I have tried navigating in the Vietnamese mode but I could swear the layout and options are different.

That definitely used to be the case on certain cash machines around here. The default English layout had intrusive adverts and graphics, the Welsh was simple and uncluttered. Not so much these days.

It's amazing how many cashpoints and self-service supermarket tills are still English-only. There are exceptions that offer Welsh and usually at least one other language (Polish used to be common) but it's far from being the majority as far as I can see.

M.

Lazlo Woodbine

If one of my colleagues ever saw an unattended, unlocked computer, he would do a google image search for something random and rude, then lock the computer.

As we work in a school, leaving an unlocked computer anywhere near students is an incredibly foolish idea, but some people took a long time learning their lesson, and in the meantime would unlock their computers to find images that were not always totally safe for work...

ctrl-alt-del

Bebu sa Ware

I remember that sequence was called the Secure Attention Key (SAK) under NT4.

I think it was originally a mainframe thing but the idea was the SAK was certain to get you back to the monitor etc and could not be reassigned or intercepted.

I don't think that was necessarily true of later Windows.

I guess if you don't use a SAK secured screen locker you get the SACK.

FWIW Poettering's Systemd 257 introduced ctrl-alt-shift-esc for this purpose.

Back on the Ark...

Anonymous Coward

Before PCs were commonplace in offices (in fact, when offices had shared phones), the place I worked had a strict clear desk policy. We worked with confidential drawing and specifications but, since we worked closely with the manufacturing areas, the office wasn't within the more secure part of the site. There were always staff present during the day and visitors weren't allowed to roam free, but when you left for home at the end of the day, your desk had to be clear - by that I mean NOTHING on it. All paperwork, including filing trays, had to be put into secure cabinets, the keys of which were taken away by security.

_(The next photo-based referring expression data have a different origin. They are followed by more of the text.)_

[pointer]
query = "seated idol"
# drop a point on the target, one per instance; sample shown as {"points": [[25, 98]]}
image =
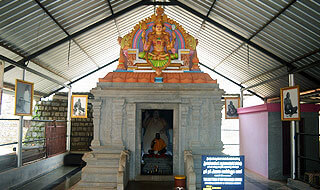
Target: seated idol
{"points": [[158, 146]]}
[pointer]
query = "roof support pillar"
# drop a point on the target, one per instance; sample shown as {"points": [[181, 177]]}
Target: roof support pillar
{"points": [[20, 134], [68, 147], [293, 137]]}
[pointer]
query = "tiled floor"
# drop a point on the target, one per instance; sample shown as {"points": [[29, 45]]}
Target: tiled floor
{"points": [[254, 181], [55, 181]]}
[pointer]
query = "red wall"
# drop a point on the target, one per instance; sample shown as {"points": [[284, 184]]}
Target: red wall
{"points": [[254, 139]]}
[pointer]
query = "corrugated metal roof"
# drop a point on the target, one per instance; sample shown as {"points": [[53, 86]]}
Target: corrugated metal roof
{"points": [[286, 30]]}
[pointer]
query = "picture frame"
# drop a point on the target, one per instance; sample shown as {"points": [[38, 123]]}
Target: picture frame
{"points": [[290, 103], [23, 98], [79, 106], [231, 105]]}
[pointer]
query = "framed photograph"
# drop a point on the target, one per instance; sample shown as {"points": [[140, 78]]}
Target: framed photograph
{"points": [[231, 106], [23, 98], [79, 106], [290, 103]]}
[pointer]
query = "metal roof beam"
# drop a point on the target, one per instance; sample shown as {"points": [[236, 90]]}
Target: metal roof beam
{"points": [[32, 71], [297, 70], [256, 32], [274, 69], [8, 68], [65, 31], [238, 36], [76, 34], [231, 80], [21, 55], [70, 83]]}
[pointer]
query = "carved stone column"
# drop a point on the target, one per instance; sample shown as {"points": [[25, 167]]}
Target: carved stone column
{"points": [[96, 122], [117, 121], [195, 123]]}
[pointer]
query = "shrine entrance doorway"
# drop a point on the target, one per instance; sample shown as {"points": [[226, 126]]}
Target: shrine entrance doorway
{"points": [[156, 142]]}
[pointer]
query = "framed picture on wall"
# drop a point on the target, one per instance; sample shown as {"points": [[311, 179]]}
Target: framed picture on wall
{"points": [[79, 106], [23, 98], [290, 103], [231, 106]]}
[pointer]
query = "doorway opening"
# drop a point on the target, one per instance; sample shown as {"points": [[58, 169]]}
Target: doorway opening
{"points": [[157, 142]]}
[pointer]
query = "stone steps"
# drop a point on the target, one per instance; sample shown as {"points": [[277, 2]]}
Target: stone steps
{"points": [[108, 170], [101, 171], [99, 177], [95, 186]]}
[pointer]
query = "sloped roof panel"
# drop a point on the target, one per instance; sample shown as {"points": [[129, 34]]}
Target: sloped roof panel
{"points": [[292, 34], [26, 28], [76, 15]]}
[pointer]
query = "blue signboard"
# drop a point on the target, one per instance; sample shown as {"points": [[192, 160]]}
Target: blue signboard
{"points": [[222, 172]]}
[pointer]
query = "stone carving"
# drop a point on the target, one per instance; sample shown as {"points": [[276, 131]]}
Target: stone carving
{"points": [[158, 40]]}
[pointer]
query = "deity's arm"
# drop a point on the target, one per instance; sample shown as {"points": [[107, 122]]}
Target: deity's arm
{"points": [[173, 41], [167, 42], [149, 43]]}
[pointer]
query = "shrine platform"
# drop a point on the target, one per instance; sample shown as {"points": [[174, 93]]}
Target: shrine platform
{"points": [[149, 77]]}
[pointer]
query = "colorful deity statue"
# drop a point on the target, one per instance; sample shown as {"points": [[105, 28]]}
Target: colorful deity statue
{"points": [[158, 42]]}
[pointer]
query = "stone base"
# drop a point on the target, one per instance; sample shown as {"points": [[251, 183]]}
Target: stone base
{"points": [[101, 171]]}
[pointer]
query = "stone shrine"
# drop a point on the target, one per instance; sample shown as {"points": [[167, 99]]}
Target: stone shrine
{"points": [[158, 73]]}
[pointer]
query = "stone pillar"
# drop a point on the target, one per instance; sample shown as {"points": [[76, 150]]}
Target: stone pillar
{"points": [[96, 122], [117, 122], [131, 136], [195, 123]]}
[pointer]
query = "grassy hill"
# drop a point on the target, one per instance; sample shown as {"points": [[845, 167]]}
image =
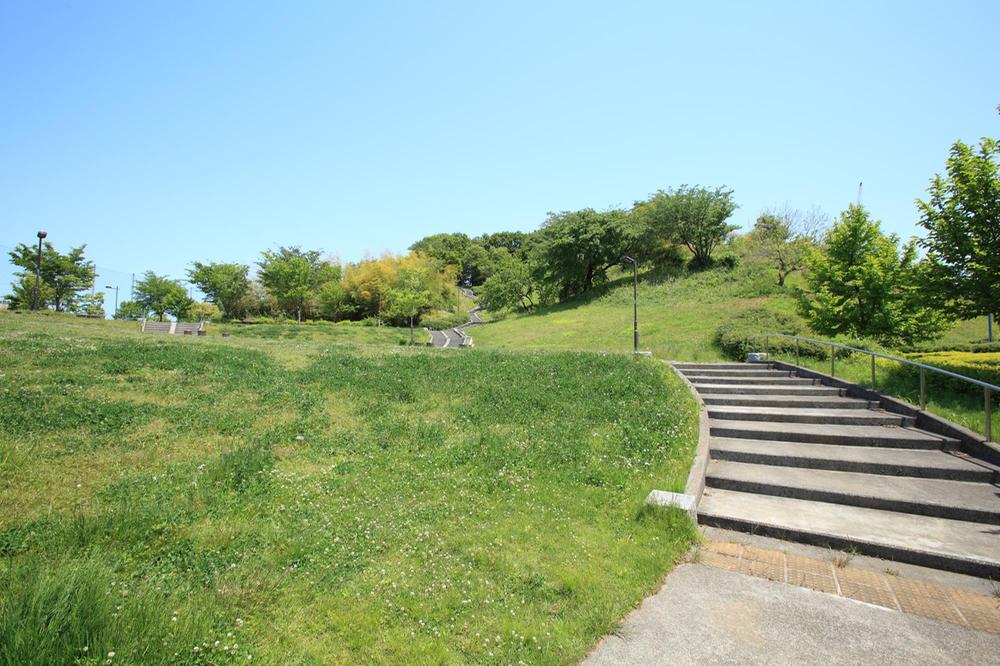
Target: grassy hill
{"points": [[679, 316], [307, 498]]}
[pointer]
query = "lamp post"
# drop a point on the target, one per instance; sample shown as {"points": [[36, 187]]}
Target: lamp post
{"points": [[115, 313], [38, 267], [635, 303]]}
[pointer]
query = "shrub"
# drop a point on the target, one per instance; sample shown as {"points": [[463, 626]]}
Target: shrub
{"points": [[733, 336]]}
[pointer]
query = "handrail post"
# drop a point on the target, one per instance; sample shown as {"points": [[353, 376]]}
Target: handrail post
{"points": [[923, 388], [989, 415]]}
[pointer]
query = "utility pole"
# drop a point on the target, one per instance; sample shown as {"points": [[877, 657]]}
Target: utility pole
{"points": [[38, 267], [116, 299], [635, 303]]}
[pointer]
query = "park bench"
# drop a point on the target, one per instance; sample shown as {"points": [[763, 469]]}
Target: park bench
{"points": [[173, 327]]}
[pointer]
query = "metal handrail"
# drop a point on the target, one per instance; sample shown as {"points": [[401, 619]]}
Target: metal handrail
{"points": [[986, 386]]}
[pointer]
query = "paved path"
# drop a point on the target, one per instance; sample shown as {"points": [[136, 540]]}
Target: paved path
{"points": [[456, 337], [446, 338], [705, 615], [797, 459]]}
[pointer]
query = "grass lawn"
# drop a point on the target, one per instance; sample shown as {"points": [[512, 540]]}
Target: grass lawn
{"points": [[677, 318], [205, 500]]}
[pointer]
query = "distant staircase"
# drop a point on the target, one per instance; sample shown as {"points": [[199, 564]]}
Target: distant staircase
{"points": [[797, 460]]}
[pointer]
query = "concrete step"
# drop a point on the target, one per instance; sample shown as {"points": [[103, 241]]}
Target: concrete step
{"points": [[809, 415], [719, 366], [749, 372], [791, 401], [784, 380], [953, 545], [955, 500], [848, 435], [709, 386], [869, 460]]}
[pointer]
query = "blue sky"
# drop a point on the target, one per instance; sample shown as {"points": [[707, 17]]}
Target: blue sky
{"points": [[161, 133]]}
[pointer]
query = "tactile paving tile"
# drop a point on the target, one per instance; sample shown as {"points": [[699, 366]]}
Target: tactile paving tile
{"points": [[719, 561], [967, 609], [925, 599], [763, 563], [723, 548], [814, 574], [981, 612], [866, 586]]}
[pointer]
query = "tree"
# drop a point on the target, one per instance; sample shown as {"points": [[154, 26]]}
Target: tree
{"points": [[863, 284], [161, 295], [22, 294], [409, 299], [691, 216], [962, 219], [292, 276], [65, 275], [781, 240], [575, 249], [225, 285], [469, 257], [89, 305], [511, 285]]}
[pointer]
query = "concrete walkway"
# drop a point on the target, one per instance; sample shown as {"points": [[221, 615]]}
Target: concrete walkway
{"points": [[705, 615]]}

Desks drawers had to be locked, too, but only personal belongings were allowed to be kept in them. If you didn't clear your desk before leaving, it would be cleared for you - and you would have to report to the department head to explain why you were about to go to security to reclaim your work. One strike and it was a verbal blasting, two strikes and you said goodbye to any annual bonus, three and it was external redeployment!

Around 1986 ...

jake

... I put together a "screensaver" image for Sun gear that made the screen look like it had a couple of bullet holes in it. I occasionally deployed it on workstations where the user (engineer) had walked away, leaving himself logged in. Quite realistic on the colo(u)r Trinitrons of the day ... realistic enough to draw many a scream of "What the FUCK‽‽‽‽" from people who should know better.

One of my colleagues got physical

Will Godfrey

Many years ago in the CRT days, he took the back off one. Loosened the scan coil clamp and slightly rotated them, then put everything back together. The individual who's machine that was done to was a general pain in the arse to just about everyone in the company - including the maintenance bods, so it took a surprisingly long time to find and fix the erm... fault.

What is status?
Status is when the President calls you for your opinion.

Uh, no...
Status is when the President calls you in to discuss a
problem with him.

Uh, that still ain't right...
STATUS is when you're in the Oval Office talking to the President,
and the phone rings. The President picks it up, listens for a
minute, and hands it to you, saying, "It's for you."